Keywords: Traumatic Brain Injury, Family Caregivers, Needs, Rehabilitation, Home Based Care
Background
The literature on brain injury is focused primarily on victims of injury, reporting outcomes in terms of medical status, cognitive functioning, employment levels, and behavioral sequelae (Rabinowitz & Levin, 2014). However, in recent years, rehabilitation specialists have become increasingly concerned about the impact of traumatic brain injury (TBI) on family systems (Giacino, Hodgesmith & Graham, 2016). Severe TBI is a devastating injury for patients and their families as it causes an injury that will forever change their lives (Stocchetti & Zanier, 2016). Rosenfeld et al., (2012) has stated that a proportion of severe TBI survivors—after prolonged hospital care— require long rehabilitation as they may have long-term physical, cognitive, and psychological disorders. Such disorders may disrupt previous relationships and preclude return to work, with severe economic and social impacts. Roozenbeek, Mass & Menon (2012) stated that the global burden is such that TBI survivors have a lower life expectancy than the general population with significant variability in the physical, cognitive and social aspects of recovery, making the prognosis for the individual uncertain. Due to this uncertainty, families often exhibit intensive needs for information, emotional support and involvement in care, as they struggle to adapt to the changes in their life (Liu et al., 2015). The effects of brain injury often change roles and responsibilities within the family.

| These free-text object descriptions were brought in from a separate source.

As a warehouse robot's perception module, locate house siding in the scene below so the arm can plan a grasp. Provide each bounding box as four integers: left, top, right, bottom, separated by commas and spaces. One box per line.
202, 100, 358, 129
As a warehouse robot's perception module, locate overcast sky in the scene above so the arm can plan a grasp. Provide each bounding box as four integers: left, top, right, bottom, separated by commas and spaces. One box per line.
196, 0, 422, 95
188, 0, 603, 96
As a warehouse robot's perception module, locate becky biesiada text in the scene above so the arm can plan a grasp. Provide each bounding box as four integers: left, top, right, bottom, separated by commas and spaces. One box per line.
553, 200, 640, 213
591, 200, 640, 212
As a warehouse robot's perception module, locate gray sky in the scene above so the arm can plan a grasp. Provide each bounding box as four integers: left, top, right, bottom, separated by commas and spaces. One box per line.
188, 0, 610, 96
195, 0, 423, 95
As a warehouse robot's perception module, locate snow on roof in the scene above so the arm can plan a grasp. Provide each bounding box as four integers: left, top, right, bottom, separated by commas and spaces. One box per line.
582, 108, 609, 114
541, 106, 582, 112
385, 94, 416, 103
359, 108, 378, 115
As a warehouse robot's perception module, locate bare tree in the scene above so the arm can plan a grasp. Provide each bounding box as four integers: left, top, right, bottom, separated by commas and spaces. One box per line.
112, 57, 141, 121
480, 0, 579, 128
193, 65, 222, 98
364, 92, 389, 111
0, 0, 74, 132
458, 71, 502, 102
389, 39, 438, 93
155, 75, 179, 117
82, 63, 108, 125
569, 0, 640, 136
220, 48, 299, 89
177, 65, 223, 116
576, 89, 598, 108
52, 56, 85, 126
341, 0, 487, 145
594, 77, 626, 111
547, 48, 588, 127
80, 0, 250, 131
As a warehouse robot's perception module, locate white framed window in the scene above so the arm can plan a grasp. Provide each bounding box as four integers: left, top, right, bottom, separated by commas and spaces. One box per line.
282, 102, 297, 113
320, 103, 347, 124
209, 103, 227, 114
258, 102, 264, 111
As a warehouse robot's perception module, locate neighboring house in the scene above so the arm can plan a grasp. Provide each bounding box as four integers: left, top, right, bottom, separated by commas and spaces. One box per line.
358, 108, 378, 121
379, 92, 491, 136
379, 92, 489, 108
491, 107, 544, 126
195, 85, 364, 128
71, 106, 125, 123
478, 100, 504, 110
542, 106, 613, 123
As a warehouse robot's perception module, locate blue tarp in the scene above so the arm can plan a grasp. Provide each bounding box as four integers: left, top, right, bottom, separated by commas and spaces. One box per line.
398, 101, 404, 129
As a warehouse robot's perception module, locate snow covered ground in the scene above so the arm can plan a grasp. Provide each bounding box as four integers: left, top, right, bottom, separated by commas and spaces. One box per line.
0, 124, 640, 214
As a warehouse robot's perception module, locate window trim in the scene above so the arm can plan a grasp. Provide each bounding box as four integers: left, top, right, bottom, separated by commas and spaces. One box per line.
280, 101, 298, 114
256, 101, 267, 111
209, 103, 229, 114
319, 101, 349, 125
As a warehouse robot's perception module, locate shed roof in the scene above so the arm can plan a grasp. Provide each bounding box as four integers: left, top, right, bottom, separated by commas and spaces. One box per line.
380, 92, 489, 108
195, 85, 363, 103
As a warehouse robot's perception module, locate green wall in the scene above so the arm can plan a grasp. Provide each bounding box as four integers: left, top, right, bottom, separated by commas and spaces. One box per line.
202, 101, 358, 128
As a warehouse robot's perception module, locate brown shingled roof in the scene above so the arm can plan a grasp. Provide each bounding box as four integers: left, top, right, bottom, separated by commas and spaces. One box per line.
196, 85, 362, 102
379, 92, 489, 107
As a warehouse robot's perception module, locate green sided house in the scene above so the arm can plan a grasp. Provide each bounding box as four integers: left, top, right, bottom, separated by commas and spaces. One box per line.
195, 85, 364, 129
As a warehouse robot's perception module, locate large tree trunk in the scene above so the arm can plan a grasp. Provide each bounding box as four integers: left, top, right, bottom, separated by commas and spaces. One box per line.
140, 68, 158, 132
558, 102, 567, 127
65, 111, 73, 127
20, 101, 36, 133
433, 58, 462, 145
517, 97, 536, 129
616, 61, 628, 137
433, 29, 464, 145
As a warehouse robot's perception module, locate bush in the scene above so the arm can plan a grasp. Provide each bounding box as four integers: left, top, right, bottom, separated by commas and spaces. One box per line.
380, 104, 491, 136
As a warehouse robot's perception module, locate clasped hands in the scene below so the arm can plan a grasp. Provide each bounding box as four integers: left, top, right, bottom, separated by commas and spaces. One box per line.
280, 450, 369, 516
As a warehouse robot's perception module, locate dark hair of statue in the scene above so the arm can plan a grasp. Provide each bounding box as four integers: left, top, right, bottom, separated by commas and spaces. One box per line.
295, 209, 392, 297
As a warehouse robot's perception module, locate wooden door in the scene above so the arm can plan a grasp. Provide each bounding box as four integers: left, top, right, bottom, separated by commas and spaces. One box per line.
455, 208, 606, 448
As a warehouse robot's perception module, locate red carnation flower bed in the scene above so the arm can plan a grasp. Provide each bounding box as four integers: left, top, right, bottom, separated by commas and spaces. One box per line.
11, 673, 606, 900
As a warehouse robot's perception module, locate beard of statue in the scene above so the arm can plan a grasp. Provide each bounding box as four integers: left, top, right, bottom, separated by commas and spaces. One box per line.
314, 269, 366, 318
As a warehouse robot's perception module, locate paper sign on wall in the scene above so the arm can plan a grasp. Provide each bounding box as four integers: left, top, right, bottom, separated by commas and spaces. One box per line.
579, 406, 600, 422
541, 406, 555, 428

Individuals with TBI often rely on caregivers for long-term and life-long assistance (Dillahunt-aspillaga et al., 2013). Caregivers and others close to a person with brain injury may struggle to cope with behavioral changes caused by the brain injury. This article introduces the relevant articles or journals related to family caregivers needs on care of traumatic brain injury survivors.
METHODOLOGY
Literature Search Strategies
The aims of this literature review are to find related articles based on the past studies on the needs of caregivers among severe traumatic brain injury survivors. This review also includes evidence report on associated factors of psychological, physical and emotional needs. Relevant research is evaluated and analysed to highlight the knowledge gaps as well as justify the relevance of this study. To avoid data overload, the literature review process is guided by specific questions and objectives.
Objective of Literature Review
The objectives of the literature review are as follows:
To explore the needs of the caregivers among severe traumatic brain injury survivors.
To explore the challenges of the caregivers among severe traumatic brain injury survivors.
To explore experience of the caregivers among severe traumatic brain injury survivors.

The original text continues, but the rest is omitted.